Political and communal figures pay respects at the East London Mosque and London Muslim Centre in Tower Hamlets following deadly massacre in New Zealand
Jewish representatives have joined London’s Muslim community at a mosque vigil for the dozens of Muslim worshippers shot and killed during terror attacks at two mosques in Christchurch, New Zealand.
The Board of Deputies was represented by Vice-President Amanda Bowman, who said she was “standing in solidarity” at the East London Mosque and London Muslim Centre in Tower Hamlets on Friday.
Mayor of London Sadiq Khan and Bishop of London Sarah Mulally were among the many who came to show their support as the city’s Muslim community struggled to come to terms with the mass killing by suspected white supremacists who filmed the shooting.
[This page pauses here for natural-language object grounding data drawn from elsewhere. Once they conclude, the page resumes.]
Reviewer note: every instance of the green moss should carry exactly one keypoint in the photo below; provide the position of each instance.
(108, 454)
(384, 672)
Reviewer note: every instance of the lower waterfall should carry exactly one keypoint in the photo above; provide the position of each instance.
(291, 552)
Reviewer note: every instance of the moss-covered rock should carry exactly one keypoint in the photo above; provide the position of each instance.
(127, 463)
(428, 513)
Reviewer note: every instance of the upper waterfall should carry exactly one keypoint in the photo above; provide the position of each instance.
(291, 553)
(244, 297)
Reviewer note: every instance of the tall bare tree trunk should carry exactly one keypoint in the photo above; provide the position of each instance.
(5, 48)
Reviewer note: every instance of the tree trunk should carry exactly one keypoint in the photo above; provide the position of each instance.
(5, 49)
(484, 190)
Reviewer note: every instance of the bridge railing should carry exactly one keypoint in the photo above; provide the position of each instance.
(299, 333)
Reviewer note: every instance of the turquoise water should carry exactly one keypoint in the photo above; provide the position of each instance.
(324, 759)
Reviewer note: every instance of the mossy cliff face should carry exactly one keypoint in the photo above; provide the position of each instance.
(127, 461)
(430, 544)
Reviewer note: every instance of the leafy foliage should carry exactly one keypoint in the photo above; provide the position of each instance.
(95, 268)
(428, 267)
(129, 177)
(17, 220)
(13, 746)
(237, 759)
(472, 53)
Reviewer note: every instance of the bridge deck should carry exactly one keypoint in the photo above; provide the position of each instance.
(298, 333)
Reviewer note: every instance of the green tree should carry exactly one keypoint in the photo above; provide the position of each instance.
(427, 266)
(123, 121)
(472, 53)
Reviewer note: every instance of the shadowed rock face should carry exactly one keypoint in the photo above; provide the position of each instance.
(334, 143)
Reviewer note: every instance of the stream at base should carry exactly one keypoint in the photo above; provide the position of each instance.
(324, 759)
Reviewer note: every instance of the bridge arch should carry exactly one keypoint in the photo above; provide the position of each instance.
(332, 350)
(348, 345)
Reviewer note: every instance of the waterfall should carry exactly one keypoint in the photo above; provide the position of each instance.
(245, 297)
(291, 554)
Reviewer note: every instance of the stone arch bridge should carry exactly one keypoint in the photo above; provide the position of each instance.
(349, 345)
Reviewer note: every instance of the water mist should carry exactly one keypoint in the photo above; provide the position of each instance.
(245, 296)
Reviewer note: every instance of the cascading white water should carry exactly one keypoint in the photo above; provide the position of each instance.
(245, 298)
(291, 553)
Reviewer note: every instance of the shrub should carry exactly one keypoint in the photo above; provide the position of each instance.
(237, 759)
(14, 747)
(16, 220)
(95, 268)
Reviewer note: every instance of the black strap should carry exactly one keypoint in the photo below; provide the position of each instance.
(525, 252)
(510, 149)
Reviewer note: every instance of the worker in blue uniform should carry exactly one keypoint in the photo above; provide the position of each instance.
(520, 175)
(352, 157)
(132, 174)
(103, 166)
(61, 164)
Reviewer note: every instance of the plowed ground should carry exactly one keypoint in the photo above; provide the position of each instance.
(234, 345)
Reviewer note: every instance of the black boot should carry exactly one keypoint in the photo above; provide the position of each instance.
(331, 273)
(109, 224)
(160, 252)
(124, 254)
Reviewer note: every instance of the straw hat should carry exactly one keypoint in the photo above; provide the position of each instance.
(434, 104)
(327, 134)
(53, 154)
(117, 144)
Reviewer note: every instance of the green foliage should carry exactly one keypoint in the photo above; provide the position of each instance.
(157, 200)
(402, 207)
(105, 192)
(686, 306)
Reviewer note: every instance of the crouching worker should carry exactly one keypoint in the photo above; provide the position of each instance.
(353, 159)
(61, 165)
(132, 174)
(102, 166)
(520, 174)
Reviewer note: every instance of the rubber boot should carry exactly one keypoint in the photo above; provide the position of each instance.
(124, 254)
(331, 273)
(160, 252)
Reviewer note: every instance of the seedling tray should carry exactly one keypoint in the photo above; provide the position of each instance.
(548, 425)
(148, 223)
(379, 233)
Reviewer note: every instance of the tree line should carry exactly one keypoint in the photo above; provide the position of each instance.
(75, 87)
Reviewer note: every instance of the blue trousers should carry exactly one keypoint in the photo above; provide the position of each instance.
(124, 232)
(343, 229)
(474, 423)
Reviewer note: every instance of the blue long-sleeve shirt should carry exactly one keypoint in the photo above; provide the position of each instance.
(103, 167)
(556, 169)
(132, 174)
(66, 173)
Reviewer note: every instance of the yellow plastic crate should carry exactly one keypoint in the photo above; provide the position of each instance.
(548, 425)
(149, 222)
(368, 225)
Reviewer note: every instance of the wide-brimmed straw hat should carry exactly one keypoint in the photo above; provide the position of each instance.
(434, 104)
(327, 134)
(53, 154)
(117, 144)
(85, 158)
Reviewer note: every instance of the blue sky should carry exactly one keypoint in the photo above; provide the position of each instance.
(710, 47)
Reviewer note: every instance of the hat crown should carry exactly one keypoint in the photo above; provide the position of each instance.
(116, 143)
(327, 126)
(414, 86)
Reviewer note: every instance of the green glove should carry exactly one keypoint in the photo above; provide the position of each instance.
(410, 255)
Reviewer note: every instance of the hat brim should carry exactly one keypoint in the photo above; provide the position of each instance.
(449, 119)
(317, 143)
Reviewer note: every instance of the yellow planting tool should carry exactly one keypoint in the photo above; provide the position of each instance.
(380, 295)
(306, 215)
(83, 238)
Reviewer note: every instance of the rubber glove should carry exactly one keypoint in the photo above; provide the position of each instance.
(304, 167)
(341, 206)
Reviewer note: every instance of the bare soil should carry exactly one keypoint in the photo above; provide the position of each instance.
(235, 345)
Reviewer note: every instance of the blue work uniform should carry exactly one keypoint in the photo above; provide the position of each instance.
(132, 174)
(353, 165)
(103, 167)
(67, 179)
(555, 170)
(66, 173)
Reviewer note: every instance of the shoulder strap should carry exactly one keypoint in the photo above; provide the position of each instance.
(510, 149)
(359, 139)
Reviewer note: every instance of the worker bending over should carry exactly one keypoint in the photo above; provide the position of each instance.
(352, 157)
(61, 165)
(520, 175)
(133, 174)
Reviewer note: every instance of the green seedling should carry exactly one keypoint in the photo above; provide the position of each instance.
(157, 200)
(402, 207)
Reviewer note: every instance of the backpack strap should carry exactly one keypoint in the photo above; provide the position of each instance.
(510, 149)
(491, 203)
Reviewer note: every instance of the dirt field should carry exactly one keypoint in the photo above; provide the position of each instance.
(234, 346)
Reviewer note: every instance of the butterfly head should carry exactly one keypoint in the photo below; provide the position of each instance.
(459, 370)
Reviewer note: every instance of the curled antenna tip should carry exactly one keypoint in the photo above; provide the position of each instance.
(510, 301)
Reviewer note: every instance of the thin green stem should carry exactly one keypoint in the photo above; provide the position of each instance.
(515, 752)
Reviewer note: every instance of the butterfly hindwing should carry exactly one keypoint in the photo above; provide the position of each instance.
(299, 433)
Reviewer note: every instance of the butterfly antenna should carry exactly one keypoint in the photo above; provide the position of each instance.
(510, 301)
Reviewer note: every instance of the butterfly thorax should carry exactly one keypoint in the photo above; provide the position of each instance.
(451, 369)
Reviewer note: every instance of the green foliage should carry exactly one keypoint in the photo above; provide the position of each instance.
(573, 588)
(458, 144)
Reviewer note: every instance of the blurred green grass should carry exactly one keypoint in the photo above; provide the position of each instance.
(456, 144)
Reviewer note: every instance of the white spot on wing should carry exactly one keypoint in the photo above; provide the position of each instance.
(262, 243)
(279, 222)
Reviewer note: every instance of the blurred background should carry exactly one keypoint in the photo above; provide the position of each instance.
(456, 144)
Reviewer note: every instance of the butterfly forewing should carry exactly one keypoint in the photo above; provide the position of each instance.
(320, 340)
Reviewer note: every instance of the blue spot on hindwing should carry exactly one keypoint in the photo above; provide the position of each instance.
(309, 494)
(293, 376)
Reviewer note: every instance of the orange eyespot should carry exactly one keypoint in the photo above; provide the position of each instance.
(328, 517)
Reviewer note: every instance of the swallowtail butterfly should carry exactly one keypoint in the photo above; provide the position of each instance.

Senior Reform Rabbi Laura Janner-Klausner condemned the “truly abhorrent” attack while Jewish Agency chief Isaac Herzog also reacted strongly, noting how it had led to the first-ever Shabbat closure of synagogues in New Zealand.
Henry Grunwald, chair of the UK National Holocaust Centre, quoted survivor Arek Hersh on “the silence of the bystander,” adding: “Society has stood by for too long, which permits today’s appalling events in New Zealand to happen.”
European Jewish Congress President Moshe Kantor struck a similar theme. “For many years we warned that the hateful ideology that has taken so many Jewish lives would go on to orchestrate attacks against other communities,” he said. “Today, tragedy has struck our Muslim brothers and sisters.”
The Christchurch massacre is the latest deadly attack on mosques by white nationalists in recent years. In January 2017, a white nationalist shot and killed six Muslims at a mosque in Quebec, and in June 2017 a man drove a van into worshippers outside Finsbury Mosque in London, killing one and injuring nine.